Conditional joins: Part 2
Posted by anotherdavewebster on December 30, 2010
There’s nothing like the Christmas break to slow things down at work a little! This has given me a little time to finally write up Conditional Joins Part 2. Part 2 is actually “Part 1″ from a chronological perspective but I’ve written them the other way round simply because Part 1 is a little more general whereas Part 2, as useful as it is, solves a very specific problem.
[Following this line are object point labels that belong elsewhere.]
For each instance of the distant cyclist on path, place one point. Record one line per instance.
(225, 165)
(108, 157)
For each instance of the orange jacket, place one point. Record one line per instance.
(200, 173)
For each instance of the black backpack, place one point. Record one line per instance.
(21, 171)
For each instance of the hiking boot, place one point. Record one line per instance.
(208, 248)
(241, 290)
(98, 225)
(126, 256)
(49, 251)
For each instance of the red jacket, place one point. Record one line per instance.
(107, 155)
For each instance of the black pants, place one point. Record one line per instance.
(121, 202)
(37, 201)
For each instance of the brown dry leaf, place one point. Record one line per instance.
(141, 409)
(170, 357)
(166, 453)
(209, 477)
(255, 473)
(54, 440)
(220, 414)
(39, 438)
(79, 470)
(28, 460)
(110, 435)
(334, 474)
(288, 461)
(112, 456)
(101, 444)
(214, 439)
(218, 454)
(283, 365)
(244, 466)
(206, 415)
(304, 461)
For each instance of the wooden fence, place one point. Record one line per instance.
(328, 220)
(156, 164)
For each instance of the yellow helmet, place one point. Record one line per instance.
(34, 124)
So the real world problem is as follows. Think of a large set of orders which are placed over many months but “settled” at one point in time. My driving table contains the settled orders but I now need to go back to the record of each order being placed to retrieve some data from that record. The placement table is partitioned by placement date (a_date) and has a local non unique index on the ID (an_id). Both the placement date and the ID exist on the settled (driving) table. The vast majority of the settled orders were placed in the last couple of days but the “tail” stretches back many months. I was asked to look at the problem which basically came down to a choice between a hash join and a nested loop join from the settled table to the placement table. Neither approach really suited the problem due to the long tail. I explained the dilemma to the client to which he replied “isn’t it a shame that Oracle can’t choose to hash join to the recent partitions and nested loop to the older ones”. Bingo. That’s exactly what we want and we can do it using a conditional join.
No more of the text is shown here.